Le docteur Gallet pense que c’est l’hypothèse la plus plausible, en raison du mode de vie de Flaubert, de sa pratique assidue des exercices physiques et de l’équitation en particulier. De plus — et ceci nous paraît très important, parce que cela n’a jamais été signalé — si nous n’avons pas la preuve localisée que l’écrivain eut un accident déterminant un traumatisme crânien, nous avons la certitude qu’il eut plusieurs accidents graves. Il l’a écrit à Louise Colet, le 9 août 1846 :

« J’ai eu toute espèce de maladie et d’accidents : des chevaux tués sous moi, des voitures versées… »

Devant tant de témoignages indiscutables et convergents, le débat peut être clos et il nous faut ranger Flaubert parmi les épileptiques de génie, ce qui, après tout, n’est pas si déshonorant qu’on veut bien le dire.

 

Docteur Galérant.

Cet article devait être écrit par Jacques Toutain-Revel, qui avait demandé au docteur Galérant la documentation nécessaire, sans se douter que la mort viendrait le saisir avant qu’il n’ait pu l’utiliser. Ce sont donc des notes cursives, à peine rédigées, que nous avons publiées, dans l’état même où elles se trouvaient parmi les papiers laissés par notre regretté Président.

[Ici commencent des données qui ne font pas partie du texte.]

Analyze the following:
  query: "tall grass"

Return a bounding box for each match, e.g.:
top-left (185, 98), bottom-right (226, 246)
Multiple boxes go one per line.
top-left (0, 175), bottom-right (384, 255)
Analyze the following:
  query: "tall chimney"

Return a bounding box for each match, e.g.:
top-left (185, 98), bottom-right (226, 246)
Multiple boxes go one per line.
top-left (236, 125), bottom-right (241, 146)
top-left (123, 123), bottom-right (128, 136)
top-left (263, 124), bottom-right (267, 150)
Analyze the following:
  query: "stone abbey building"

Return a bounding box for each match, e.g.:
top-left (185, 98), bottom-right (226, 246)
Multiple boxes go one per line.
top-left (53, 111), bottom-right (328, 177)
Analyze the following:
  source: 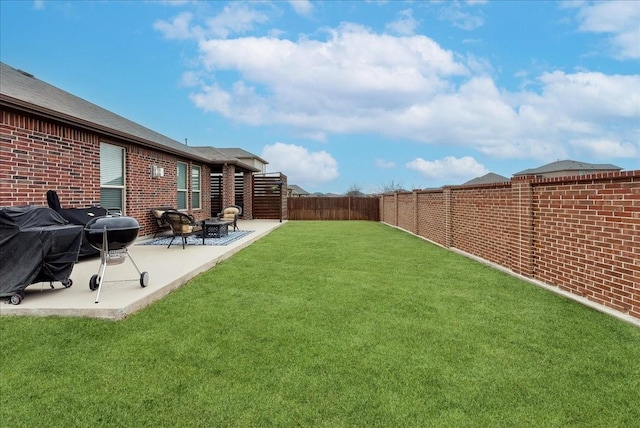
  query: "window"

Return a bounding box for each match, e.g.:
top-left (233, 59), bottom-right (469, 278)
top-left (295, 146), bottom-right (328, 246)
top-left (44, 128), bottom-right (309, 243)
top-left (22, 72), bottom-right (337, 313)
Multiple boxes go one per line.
top-left (177, 162), bottom-right (189, 210)
top-left (100, 143), bottom-right (125, 212)
top-left (191, 166), bottom-right (201, 210)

Outre l’absence de style inhérente à toute ébauche littéraire, aucune correction n’avait été apportée au travail de l’imprimeur qui n’avait sous les yeux qu’un simple manuscrit.
Dans de telles conditions, on comprend que de nombreuses erreurs n’aient pu être évitées. Elles ont été signalées dans le Bulletin n° 21 et nous les avons corrigées dans l’article ci-dessus.

(2) La thèse du Docteur P. Gallet, « Quel diagnostic aurions-nous fait si nous avions soigné Flaubert ? » (52 p.) a été éditée par Foulon et Cie, 29, rue Deparcieux, Paris, 1960.